Signs Of Human Pollution Have Been Found In The World’s Deepest Sinkhole

Those of us who have an appreciation of the outdoors and nature have often wondered if there are any truly pure locations left on the planet—places that have been untouched by mankind. Sadly, that list dwindles more and more with each passing year. You would think that the world’s deepest underwater sinkhole would be one of those places. Unfortunately, you would be mistaken.

The “Great Blue Hole” is an underwater sinkhole located in Belize. It became famous in the 70s when the legendary ocean explorer Jacques Cousteau made it a household name. However, at the time, no one had ever explored the bottom of the sinkhole, sparking curiosity as to what might lie at the base, some 400 feet below the surface.

Last December, Jacques Cousteau’s grandson, Fabian, along with a team of submersible pilots and documentary filmmakers, decided to find out. What they discovered was both fascinating and depressing.

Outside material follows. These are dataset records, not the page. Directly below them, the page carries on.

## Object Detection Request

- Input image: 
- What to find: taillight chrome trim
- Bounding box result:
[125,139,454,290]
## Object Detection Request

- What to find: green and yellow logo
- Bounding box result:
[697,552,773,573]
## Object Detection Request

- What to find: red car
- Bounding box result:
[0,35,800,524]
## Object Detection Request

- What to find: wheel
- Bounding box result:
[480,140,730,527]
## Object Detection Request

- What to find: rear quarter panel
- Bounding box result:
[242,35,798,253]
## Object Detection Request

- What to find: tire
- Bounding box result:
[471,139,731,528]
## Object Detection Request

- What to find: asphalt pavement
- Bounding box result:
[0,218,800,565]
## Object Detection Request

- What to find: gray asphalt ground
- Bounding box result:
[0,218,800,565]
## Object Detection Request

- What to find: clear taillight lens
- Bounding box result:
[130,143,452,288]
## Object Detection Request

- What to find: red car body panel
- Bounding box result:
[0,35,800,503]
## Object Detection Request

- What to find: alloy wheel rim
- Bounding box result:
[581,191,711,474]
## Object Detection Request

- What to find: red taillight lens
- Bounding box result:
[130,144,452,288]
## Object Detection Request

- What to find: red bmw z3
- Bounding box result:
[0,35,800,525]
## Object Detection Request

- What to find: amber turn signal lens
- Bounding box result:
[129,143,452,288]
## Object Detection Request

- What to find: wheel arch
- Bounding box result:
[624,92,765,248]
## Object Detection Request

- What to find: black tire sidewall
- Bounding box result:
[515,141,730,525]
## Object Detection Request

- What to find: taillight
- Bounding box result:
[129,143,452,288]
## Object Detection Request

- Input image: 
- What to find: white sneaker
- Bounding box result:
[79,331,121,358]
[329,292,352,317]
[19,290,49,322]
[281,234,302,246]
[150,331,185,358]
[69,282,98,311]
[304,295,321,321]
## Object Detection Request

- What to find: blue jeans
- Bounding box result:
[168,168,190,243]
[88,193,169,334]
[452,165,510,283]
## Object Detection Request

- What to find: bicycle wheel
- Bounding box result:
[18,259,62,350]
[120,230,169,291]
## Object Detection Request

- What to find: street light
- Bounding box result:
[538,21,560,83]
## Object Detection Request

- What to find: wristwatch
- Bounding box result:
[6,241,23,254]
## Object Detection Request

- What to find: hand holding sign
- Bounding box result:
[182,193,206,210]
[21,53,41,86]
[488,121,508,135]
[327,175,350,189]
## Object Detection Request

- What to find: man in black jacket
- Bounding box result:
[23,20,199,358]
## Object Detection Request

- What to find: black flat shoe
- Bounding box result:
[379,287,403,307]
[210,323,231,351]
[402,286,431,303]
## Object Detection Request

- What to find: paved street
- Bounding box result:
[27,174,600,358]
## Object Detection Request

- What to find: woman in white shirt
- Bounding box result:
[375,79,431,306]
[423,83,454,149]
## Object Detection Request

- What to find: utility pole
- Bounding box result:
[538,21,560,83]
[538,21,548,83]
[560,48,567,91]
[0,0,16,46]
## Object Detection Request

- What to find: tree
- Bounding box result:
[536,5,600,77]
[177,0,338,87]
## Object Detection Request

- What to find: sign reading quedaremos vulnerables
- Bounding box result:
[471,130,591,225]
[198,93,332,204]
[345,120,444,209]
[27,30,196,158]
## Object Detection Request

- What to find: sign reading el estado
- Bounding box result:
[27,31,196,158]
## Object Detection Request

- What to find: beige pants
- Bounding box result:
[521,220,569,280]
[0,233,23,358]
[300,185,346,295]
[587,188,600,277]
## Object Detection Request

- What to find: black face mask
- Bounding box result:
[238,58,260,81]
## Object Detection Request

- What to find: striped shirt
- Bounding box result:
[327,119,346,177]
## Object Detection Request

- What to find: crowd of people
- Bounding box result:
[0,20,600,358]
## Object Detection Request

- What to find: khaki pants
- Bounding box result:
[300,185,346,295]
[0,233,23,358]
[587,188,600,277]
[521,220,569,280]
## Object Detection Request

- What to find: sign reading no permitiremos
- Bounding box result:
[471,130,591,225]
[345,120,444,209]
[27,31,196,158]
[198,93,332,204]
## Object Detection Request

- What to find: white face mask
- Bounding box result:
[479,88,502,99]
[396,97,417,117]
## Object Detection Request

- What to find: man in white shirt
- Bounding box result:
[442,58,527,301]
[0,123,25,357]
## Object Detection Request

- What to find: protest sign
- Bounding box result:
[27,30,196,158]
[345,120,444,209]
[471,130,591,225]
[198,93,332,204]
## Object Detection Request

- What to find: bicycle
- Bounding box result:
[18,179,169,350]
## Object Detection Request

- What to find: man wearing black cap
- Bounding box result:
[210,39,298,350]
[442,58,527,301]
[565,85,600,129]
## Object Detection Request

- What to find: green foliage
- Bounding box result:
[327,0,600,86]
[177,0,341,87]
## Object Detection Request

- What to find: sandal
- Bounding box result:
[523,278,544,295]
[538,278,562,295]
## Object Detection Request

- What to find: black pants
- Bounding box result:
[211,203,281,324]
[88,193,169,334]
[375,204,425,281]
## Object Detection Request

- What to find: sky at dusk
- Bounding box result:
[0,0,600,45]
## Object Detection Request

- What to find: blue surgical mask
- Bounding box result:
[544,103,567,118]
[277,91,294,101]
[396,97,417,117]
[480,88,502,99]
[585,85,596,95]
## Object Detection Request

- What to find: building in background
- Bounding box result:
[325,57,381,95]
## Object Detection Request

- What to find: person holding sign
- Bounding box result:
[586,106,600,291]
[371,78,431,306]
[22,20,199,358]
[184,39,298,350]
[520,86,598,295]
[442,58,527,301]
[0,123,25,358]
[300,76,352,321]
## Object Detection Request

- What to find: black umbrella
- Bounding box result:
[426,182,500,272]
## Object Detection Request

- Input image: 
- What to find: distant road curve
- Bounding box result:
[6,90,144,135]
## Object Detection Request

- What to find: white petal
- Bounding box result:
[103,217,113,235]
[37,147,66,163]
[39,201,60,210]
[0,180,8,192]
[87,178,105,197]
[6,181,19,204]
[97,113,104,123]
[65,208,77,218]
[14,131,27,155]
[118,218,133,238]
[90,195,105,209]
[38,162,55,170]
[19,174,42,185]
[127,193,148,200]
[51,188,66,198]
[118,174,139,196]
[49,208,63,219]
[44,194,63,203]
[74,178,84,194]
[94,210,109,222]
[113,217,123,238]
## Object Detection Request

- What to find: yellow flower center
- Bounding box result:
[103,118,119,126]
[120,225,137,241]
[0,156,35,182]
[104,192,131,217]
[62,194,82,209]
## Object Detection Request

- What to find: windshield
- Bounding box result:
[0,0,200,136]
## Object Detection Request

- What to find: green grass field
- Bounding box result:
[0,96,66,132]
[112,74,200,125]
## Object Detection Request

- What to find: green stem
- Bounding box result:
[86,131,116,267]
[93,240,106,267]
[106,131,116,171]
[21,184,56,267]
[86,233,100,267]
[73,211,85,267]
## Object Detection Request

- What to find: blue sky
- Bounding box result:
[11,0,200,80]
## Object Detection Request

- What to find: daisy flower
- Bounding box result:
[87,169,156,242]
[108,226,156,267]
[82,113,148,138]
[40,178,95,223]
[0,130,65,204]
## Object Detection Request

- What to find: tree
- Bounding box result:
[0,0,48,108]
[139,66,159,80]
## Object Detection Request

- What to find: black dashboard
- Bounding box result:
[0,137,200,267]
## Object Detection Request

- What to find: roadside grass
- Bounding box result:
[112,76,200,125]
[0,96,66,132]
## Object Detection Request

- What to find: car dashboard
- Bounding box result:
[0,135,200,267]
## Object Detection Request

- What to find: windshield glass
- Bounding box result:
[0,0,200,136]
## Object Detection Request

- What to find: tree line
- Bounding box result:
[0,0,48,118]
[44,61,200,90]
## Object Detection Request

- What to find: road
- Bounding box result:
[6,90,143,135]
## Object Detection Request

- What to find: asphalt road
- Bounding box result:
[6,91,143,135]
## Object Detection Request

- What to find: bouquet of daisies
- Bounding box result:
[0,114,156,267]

The bottom of the sinkhole is covered in stalactites, indicating that the hole probably started its life out as a cave. Unfortunately, the team also discovered traces of human pollution. They found a bunch of plastic bottles among the stalactites, proving that humans have a way of tainting even the furthest reaches of our planet. The team also managed to recover a GoPro camera at the bottom of the pit, complete with an intact SD card.

The team will use their findings to create a virtual, 3-D map of the Blue Hole. Hopefully, the Belize government will be able to use the data to aid in the conservation efforts of the site.

Sadly, this isn’t the first time that such an unfortunate discovery has been made. The year before, a team of researchers was conducting studies of the deepest environment in our planet’s oceans—the Mariana Trench. At more than 36,000 feet deep, you’d think that it would be safe from the impact of human pollution. However, research found that of the creatures studied in this habitat, 100 percent of them had ingested plastic.

The findings are just further proof that we need to do much more to reduce single-use plastics. Otherwise, we might just run out of places that are worth exploring.